Khusus untuk Wings Air, pesawat-pesawatnya terbang ke daerah terpencil di sejumlah provinsi seperti Maluku, Nusa Tenggara Timur, Nusa Tenggara Barat, hingga Papua. Di bandara-bandara wilayah itu, jarang ada fasilitas instrument landing system (ILS) sehingga bila cuaca buruk, pesawat kesulitan balik ke home base karena tidak ada lampu pemandu runway sehingga berakibat delay yang sangat berkepanjangan.
Sama dengan Ryan Air dari Irlandia. Memang jumlah pesawat maskapai itu luar biasa banyak, ada sekitar 500 pesawat, dan Ryan Air terbang ke puluhan negara di Eropa. Tentu faktor kesulitannya sangat kompleks untuk meraih ketepatan waktu yang memadai.
Oleh karena itu, ketika Travel Bounce menilai Lion Air, Air Asia, hingga Ryan Air masuk kategori maskapai terburuk menurut saya tidaklah tepat. Ini mengingat maskapai-maskapai tersebut adalah maskapai yang menguasai pangsa pasar di negara masing-masing.
Mereka pun sukses meraup pendapatan dalam usahanya sehingga sematan maskapai terburuk menurut saya tidaklah tepat dan jauh dari kenyataan. Nyatanya mereka beroperasi secara normal.
Argumen-argumen ini perlu dikupas agar pengguna jasa transportasi udara di Indonesia tidak mengambil kesimpulan yang salah dan menghakimi maskapai kita sendiri. Banyak badan, NGO, dan pemerintah yang bisa mengontrol malapraktek maskaspai di Indonesia bila operator maskapai ngawur.
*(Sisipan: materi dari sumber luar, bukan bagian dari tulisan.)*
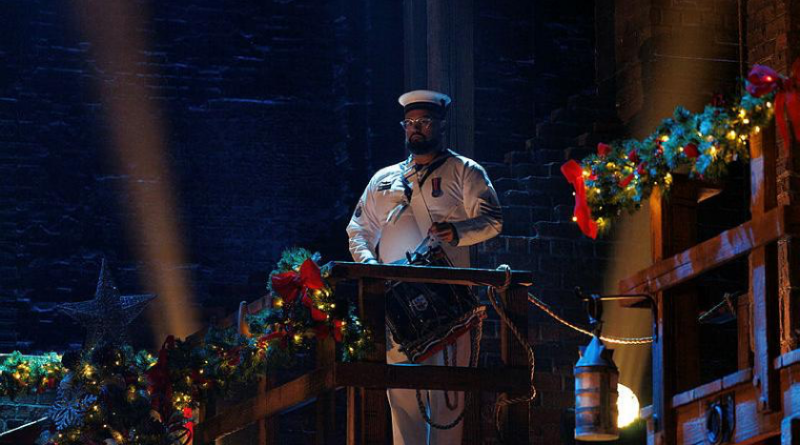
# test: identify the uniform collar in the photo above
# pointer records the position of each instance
(409, 167)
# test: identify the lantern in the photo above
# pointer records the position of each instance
(596, 378)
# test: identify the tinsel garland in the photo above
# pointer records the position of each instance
(114, 395)
(623, 174)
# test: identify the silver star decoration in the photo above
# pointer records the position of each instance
(106, 317)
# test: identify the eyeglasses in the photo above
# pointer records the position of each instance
(423, 122)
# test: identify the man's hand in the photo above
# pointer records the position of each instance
(444, 232)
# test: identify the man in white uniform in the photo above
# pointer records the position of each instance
(436, 193)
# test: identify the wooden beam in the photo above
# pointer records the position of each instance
(264, 405)
(714, 252)
(427, 274)
(514, 355)
(373, 415)
(379, 376)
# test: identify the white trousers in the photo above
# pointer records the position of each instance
(408, 425)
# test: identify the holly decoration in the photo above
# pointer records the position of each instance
(623, 174)
(108, 393)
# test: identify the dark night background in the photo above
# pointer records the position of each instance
(275, 113)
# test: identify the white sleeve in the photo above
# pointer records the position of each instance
(364, 229)
(484, 215)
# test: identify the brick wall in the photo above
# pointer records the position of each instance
(671, 53)
(535, 106)
(268, 107)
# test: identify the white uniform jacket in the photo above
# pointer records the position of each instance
(401, 202)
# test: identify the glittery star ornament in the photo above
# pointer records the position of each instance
(106, 317)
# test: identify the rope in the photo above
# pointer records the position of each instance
(617, 340)
(502, 399)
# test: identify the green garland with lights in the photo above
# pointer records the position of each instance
(623, 174)
(115, 395)
(29, 375)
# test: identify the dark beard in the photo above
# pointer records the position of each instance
(421, 146)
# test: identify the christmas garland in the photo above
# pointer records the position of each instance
(623, 174)
(27, 374)
(113, 395)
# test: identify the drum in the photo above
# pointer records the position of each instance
(424, 318)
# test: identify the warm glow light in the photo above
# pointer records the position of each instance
(627, 406)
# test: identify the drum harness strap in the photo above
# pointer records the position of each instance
(475, 336)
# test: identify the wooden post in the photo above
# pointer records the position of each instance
(763, 273)
(513, 354)
(326, 402)
(673, 228)
(373, 412)
(451, 67)
(268, 427)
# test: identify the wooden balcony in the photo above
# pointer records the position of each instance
(364, 383)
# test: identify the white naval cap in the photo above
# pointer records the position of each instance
(427, 99)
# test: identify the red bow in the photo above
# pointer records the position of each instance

Kita mempunyai UU Nomor 1 Tahun 2009 di antaranya menyertakan hak kompensasi untuk penumpang yang mengalami delay di atas 3 jam sampai dengan 6 jam ke atas berupa snack hingga hak menginap gratis di hotel.
Artinya, sudah 13 tahun Indonesia mempunyai UU Penerbangan dan bagi operator, sudah bukan zamannya lagi serampangan memberikan pelayanan. Jadi memang sudah 13 tahun ini dunia maskapai di Indonesia makin membaik, tidak seperti yang setiap tahun digembar-gemborkan maskapai kita terburuk di dunia.
Namun demikian, pemberitaan yang menggunakan sumber dari survei Travel Bounce tetap perlu dicermati demi perbaikan layanan, menekan komplain penumpang serta memperbaiki level ketepatan waktu di tahun-tahun mendatang.
Jaya terus maskapai Indonesia. Jadilah raja di tuan rumah dan di regional!